At the close of business yesterday, the bond market outlook was decidedly negative. We're not talking about a colossal shift in sentiment, mind you, but rather a tipping of the scales back in a more cautious direction. After all, we'd just seen 3 straight weeks of modest improvements (even flat rates would have been a victory), and suddenly found ourselves well on our way to higher yields in the current week.
Then Cohn resigned.
Gary Cohn was Trump's chief economic advisor. He was seen as a smart, pragmatic voice of reason within the administration. More importantly, he was seen as "market-friendly." Although he was widely expected to depart at some point not too long after the tax bill passed, markets hoped it would later rather than sooner. Logically, the departure of a pragmatic, market-friendly figure had immediate effects for markets!

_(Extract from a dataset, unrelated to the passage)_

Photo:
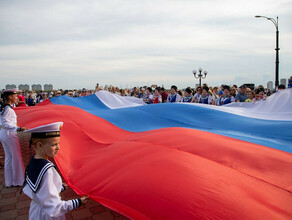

Stocks dropped sharply in the overnight session and bonds rallied to what would have been the lowest levels of the day (10yr yield from 2.89% to 2.85% in the opening trades of the after-hours session). While there are no guarantees, the typical pattern we see after these sorts of events is a knee-jerk that ends up being much bigger than the eventual reaction. Indeed, we're already seeing some push back as the stock market opens.
The opportunity exists because the overnight trading acted to keep our recently positive trend alive. It made things look more optimistic for the recently positive trend. It could also result in a few rate sheets being pretty decent this morning. If history repeats itself, that would make this a good morning to take a hard, strategic look at locking vs floating for more risk averse clients.